From the publisher’s website:
49BC. Rome is in turmoil. Armed mobs rule the streets. The First Triumvirate, overseers of the last days of the Roman Republic, has disintegrated. The Senate and the people have two options: on the one hand is the overweening ego and ambition but limited military vision of Gnaeus Pompeius Magnus — Pompey the Great; on the other hand is one if history’s greatest and most schemingly ambitious political and military figures, the conqueror of Gaul, Caius Julius Caesar. In Italy, at the edge of the Rubicon River, word of the stalemate has reached Caesar and his XIII Legion. He intones for posterity: “Iacta alea est” … the die is cast.
- Pharsalus (Thessaly – August 9, 48BC) – The great, set-piece battle of the Civil Wars is one of the most famous battles of the ancient world. With both armies virtually wedged between a river and rocky heights, Pompey not only outnumbers Caesar in legions, but his cavalry is far superior to the small mounted force Caesar can bring to bear. Both opponents have several crack legions, but Pompey is forced to use legions of dubious loyalty. Can Caesar use his superiority in experience and command skills to nullify Pompey’s cavalry and numerical superiority, or has Pompey finally figured out a way to beat his Julian rival?
- Dyrrhachium-Lesnikia (Illyria – 48BC) – Caesar and Pompey have both come to Illyria to settle their differences, each trying to besiege the other. Towers, ramparts, and lines of circumvallation and contravallation dot the rocky Illyrian coast, as both armies try to go one up on the other. Pompey has the troops, he has the position, he has the cavalry … and, in general, he has the upper hand. Can Caesar fight off Pompey’s naval assault? Can he surprise Pompey with a daring night raid to retake his camp? One of the most unusual scenarios and battles in the system.
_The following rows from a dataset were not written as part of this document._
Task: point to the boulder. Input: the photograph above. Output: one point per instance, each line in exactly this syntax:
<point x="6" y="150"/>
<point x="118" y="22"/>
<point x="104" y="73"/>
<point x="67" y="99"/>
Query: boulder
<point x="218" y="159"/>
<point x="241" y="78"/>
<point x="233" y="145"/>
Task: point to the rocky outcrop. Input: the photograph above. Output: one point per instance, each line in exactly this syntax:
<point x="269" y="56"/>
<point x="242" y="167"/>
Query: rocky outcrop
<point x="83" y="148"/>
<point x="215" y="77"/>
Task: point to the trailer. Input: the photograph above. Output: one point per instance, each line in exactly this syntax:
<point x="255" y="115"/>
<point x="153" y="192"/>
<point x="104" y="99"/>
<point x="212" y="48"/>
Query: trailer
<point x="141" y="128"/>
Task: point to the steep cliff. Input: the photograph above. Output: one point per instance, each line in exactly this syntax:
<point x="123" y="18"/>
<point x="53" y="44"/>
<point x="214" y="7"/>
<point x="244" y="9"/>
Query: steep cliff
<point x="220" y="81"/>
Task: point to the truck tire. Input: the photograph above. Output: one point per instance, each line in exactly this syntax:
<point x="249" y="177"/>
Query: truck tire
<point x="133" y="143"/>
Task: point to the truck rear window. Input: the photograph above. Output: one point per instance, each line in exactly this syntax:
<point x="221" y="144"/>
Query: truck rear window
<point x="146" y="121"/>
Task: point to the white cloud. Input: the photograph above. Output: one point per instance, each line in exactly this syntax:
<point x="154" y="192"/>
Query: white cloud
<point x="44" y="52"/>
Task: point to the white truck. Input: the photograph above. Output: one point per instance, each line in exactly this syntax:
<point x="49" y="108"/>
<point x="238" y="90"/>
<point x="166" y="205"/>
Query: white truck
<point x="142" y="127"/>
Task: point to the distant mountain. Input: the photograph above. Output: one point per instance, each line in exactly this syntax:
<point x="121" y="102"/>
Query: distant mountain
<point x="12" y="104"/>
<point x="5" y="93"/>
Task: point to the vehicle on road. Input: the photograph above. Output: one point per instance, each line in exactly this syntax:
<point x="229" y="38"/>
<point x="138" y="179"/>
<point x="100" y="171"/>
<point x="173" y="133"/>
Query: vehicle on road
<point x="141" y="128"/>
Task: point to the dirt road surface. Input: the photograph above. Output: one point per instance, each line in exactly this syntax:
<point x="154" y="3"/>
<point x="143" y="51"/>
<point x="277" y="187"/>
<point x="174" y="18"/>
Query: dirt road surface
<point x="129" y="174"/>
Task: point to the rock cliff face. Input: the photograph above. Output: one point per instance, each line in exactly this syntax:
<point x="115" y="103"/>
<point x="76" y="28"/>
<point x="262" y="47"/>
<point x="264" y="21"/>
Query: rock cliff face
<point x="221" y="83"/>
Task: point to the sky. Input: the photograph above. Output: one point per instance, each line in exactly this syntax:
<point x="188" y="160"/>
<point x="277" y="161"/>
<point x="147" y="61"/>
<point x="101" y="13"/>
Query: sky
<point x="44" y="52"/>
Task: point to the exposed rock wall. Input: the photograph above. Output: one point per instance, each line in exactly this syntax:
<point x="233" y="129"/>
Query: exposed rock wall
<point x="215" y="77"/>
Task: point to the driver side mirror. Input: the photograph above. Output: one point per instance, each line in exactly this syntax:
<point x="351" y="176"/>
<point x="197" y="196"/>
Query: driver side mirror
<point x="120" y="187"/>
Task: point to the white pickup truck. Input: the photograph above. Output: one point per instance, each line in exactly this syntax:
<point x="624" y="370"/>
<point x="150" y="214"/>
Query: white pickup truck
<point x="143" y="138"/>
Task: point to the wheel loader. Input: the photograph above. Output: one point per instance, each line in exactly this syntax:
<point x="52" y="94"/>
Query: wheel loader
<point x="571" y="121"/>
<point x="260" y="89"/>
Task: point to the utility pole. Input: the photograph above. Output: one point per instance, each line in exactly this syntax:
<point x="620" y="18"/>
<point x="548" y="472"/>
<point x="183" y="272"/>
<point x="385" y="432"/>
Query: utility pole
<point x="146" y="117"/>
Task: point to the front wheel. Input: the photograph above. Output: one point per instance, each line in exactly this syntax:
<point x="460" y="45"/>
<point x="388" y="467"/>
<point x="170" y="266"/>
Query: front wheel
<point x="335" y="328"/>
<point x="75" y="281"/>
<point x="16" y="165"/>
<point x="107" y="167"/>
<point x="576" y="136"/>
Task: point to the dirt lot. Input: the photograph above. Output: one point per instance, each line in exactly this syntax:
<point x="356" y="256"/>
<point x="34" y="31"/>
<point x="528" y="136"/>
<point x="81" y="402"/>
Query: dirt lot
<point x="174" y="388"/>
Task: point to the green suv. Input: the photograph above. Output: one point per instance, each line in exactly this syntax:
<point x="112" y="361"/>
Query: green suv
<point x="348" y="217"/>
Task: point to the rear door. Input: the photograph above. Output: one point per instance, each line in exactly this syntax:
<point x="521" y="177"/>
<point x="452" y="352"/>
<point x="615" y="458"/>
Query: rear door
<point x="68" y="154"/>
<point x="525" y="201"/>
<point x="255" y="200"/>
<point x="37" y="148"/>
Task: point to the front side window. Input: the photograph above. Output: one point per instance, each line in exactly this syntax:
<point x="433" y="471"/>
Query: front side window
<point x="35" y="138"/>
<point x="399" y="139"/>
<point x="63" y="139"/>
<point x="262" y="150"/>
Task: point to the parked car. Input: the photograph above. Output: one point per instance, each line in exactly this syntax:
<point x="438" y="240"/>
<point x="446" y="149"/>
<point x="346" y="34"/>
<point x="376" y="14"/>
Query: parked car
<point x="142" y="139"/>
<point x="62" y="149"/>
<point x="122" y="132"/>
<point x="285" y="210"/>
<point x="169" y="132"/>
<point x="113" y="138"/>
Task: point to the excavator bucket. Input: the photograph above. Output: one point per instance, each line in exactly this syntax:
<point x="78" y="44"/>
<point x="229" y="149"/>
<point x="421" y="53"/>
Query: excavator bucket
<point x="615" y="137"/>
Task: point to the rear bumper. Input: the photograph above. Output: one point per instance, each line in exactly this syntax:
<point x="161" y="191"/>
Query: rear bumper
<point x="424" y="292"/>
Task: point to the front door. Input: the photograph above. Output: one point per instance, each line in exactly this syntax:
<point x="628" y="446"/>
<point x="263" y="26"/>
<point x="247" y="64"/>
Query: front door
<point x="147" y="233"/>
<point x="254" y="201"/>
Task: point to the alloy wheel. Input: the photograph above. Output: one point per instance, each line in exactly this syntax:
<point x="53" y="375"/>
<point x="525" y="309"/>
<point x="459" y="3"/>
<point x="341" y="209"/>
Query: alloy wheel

- Thapsus (Africa – 46BC) – In this, the last elephant battle of the ancient world, the Senatorial army is now led by Mettelus Scipio. His army is big, and he has over 60 elephants … but both are virtually untrained. Scipio does have one thing going for him though: a second army of almost 40,000 men, under King Juba of Numidia. And Lucius Afranius is behind Caesar! Can the Numidians break through Caesar’s rear guard? Or will Julius smash the raw conscripts of Scipio in time to fight off the threat from behind?
- Ruspina (Africa – 46BC) – Caesar leads a small army of 30 cohorts, with minimal cavalry support, inland in North Africa in search of supplies to sustain his African venture. What they find is Titus Labienus with almost 10,000 Numidian cavalry, and perhaps double that in infantry support, both using a new method of fighting that threatens to engulf Caesar in a repeat of Crassius’s disastrous defeat at Carrhae just a few years earlier. A great solitaire test!
- Munda (Spain – 45BC) – The end of the Civil Wars is near, but the battlefield has shifted to Spain. Gnaeus Pompeius has gathered the biggest army of the war, some 13 legions, and massed it on top of a formidable ridge. Caesar has only eight legions, but they’re his best. The biggest and possibly the best battle of the war.